Ok… I’m gonna share about something’s that have happened this week. Yes, I’m skipping some years of my journey with endo but I promise I will go back and share it all. This week has been tough! 

Just when I thought things were looking up….ughhhh! Ok so as of right now, right this minute I have been endo free for at least ten months; with the uncertainty of when it’s gonna show back up. Last Friday I started having some very severe pain in my right ovary, debilitating kind of pain! I pushed through it because I really didn’t want to think anything was wrong or that the endo was back. The pain got worse with every day that passed.  So Tuesday I got appointment to see my doc, he had the hospital work me in for a sonogram.  Oh joy!! Doc got the results and set me up an appt. to see my OB the next day. 

The next day rolls around and guess what my OB wants another sonogram!

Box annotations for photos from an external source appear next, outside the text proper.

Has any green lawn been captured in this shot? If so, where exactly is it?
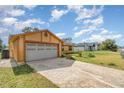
[71,51,124,70]
[0,52,1,60]
[0,65,58,88]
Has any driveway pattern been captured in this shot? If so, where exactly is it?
[28,58,124,88]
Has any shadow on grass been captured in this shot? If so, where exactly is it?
[12,64,35,75]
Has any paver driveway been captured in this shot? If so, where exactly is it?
[28,58,124,88]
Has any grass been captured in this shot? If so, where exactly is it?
[0,52,1,60]
[71,51,124,70]
[0,65,58,88]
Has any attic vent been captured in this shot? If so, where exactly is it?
[44,32,48,37]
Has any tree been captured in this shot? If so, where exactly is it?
[62,37,72,43]
[100,39,118,51]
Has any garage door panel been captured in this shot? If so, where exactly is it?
[26,43,58,61]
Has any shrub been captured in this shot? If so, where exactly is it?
[88,53,95,57]
[78,52,82,57]
[61,54,66,57]
[108,63,117,66]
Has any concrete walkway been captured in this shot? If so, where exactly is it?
[28,58,124,88]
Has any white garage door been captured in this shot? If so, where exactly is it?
[26,43,57,61]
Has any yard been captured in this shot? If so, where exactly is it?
[71,51,124,70]
[0,65,57,88]
[0,52,1,60]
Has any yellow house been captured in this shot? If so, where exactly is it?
[9,30,63,64]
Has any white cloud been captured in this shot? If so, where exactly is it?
[89,29,122,42]
[76,6,103,21]
[74,29,92,37]
[15,18,47,29]
[50,9,68,22]
[67,5,83,13]
[0,28,8,34]
[100,29,109,35]
[73,26,78,31]
[83,16,104,30]
[56,33,66,38]
[8,9,25,17]
[83,16,103,26]
[24,5,37,9]
[2,17,18,25]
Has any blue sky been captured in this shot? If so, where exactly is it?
[0,5,124,46]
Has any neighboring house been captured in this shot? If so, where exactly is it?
[62,43,73,53]
[73,43,100,52]
[9,30,63,64]
[62,38,73,53]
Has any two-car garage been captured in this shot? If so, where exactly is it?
[9,30,63,64]
[26,43,58,61]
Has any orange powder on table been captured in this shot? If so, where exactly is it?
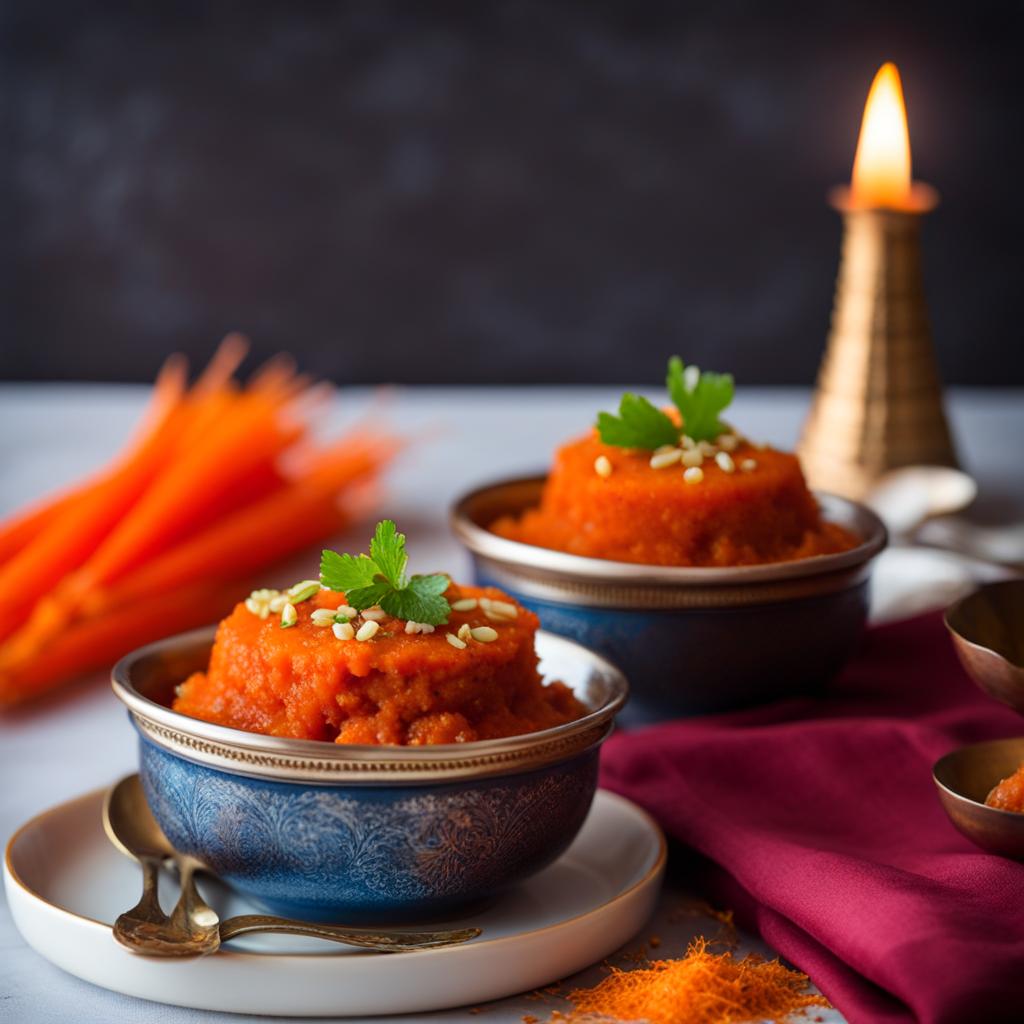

Let’s not forget I’m in so much pain I can barely walk! So I’m watching the screen as he is doing the sonogram and as soon as he scans my right ovary there it is…….a GRAPEFRUIT sized cyst on my only ovary! 

Of course I start I crying because he starts telling he doesn’t think it’s cancer or endo(which is great!!) but that it’s a cyst that will continue to grow!! I can either take lupron injections (menopause) or have surgery! I’m tired of being cut on! I want to be a mom! What choices do I really have??? I’m heartbroken right now and just frustrated! 

I just want so bad to be healthy!! Stay strong endo warriors! It may not ever get any easier but always know there are many women out there who understand everything you are going thru because they are going thru it too!